Type-based ‘private’ access within a file


(Paweł Wojtkowiak) #1

Maybe a better solution would be allowing to write a type extensions within its lexical scope (I already saw similar proposition earlier on SE by someone else but I think it disappeared at some point). This would eliminate problems with changing access levels, no migration needed and would not hurt submodules in any way if they come to life later.
Example:

protocol SomeDelegateProtocol {
  func didFire()
}

struct MyStruct {
  private var x = 5

  extension Self: SomeDelegateProtocol {
  func didFire() {
      x += 5 // allowed
    }
  }
}

This would be in line with the proposal where Self keyword would be introduced to classes and structs.
I think this would be simple enough to write, probably not too difficult to implement, and would still allow to group protocol conformances via extensions in a sensible way. Also, it gives the developer freedom about whether they want to use private more strictly (they would just declare extensions as they did now) or if the extensions are tightly related to the type that they need to access private members - they could use this solution.

extension Self... part could be spelled differently if the community and/or core team feels like there are better options to this.
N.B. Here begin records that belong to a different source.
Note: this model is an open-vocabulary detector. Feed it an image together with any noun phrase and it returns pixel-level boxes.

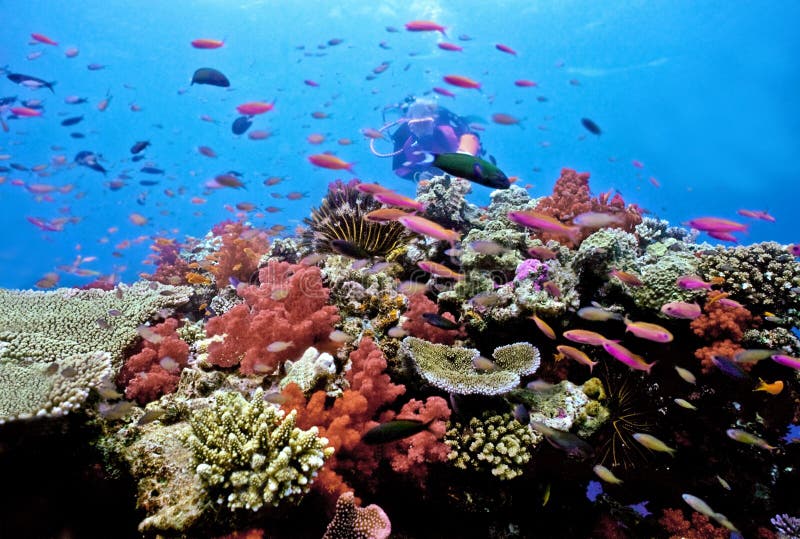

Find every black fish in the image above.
[331,240,370,259]
[361,419,435,445]
[192,67,231,88]
[231,116,253,135]
[8,73,56,93]
[422,313,460,329]
[431,153,511,189]
[581,118,602,135]
[131,140,150,154]
[61,116,83,125]
[75,150,106,174]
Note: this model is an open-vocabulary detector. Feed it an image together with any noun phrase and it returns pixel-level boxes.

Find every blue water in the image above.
[0,0,800,288]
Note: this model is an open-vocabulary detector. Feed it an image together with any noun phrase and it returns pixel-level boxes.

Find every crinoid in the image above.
[597,365,655,470]
[301,180,410,257]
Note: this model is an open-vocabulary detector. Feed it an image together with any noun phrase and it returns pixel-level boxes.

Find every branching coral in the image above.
[188,388,333,511]
[206,260,339,374]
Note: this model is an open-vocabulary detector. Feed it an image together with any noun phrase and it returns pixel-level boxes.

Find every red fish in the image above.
[308,153,355,174]
[236,101,275,116]
[438,41,464,52]
[192,39,225,49]
[443,75,481,90]
[494,43,517,56]
[406,21,447,35]
[31,33,58,46]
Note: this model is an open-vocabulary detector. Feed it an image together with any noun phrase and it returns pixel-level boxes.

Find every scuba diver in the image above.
[370,97,510,189]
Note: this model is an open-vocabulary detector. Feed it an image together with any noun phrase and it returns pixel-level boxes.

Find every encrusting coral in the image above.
[188,388,333,511]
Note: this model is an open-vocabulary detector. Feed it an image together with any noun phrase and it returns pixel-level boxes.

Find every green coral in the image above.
[400,337,539,395]
[0,352,111,424]
[188,388,333,511]
[444,412,533,479]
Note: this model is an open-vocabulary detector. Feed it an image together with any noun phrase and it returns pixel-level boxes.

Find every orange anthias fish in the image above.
[442,75,481,90]
[192,39,225,49]
[753,378,783,395]
[406,21,447,36]
[308,153,355,174]
[236,101,275,116]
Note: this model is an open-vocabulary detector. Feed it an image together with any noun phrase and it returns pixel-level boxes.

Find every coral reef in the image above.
[322,492,392,539]
[206,260,339,374]
[188,389,333,511]
[401,337,539,395]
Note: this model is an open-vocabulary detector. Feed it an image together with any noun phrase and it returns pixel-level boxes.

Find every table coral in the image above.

Just a little thought from me after reading the most recent discussions. If this proposal turns out to be a bad idea for some reason, I'd indeed prefer a type scoped 'private' than what is available currently in Swift 3. Managing privates and fileprivates is a pain, and I just want to be able to group my code in some way, especially when it comes to protocol conformance.

Wysłane z iPhone'a

···

Dnia 05.04.2017 o godz. 18:54 Nevin Brackett-Rozinsky <nevin.brackettrozinsky@gmail.com> napisał(a):

On Wed, Apr 5, 2017 at 12:02 AM, Chris Lattner via swift-evolution <swift-evolution@swift.org> wrote:

- fileprivate should really become much more rare, which makes it more meaningful and significant where it occurs. This was the original idea and intent behind SE-0025.

I would like to understand the reasoning here. I just looked back at SE-0025 and I see this same assertion, but I cannot find the reasoning. Could you explain it to me please?

Certainly I would love to make the *spelling* of “fileprivate” be entirely nonexistent. But all the lines of logic I have come up with lead inexorably to the conclusion that the *semantics* of “fileprivate” should be the common, de facto, access level that people reach for when they need encapsulation.

1. Someone makes a file with a single type in it, and marks the implementation details “private”. At this point, it does not matter matter which meaning “private” has, they all work the same so far.

2. The developer adds a free function to the file. Or an extension of another type. Or another type entirely. And they put it in the same file because it needs to work with the implementation details of the existing type.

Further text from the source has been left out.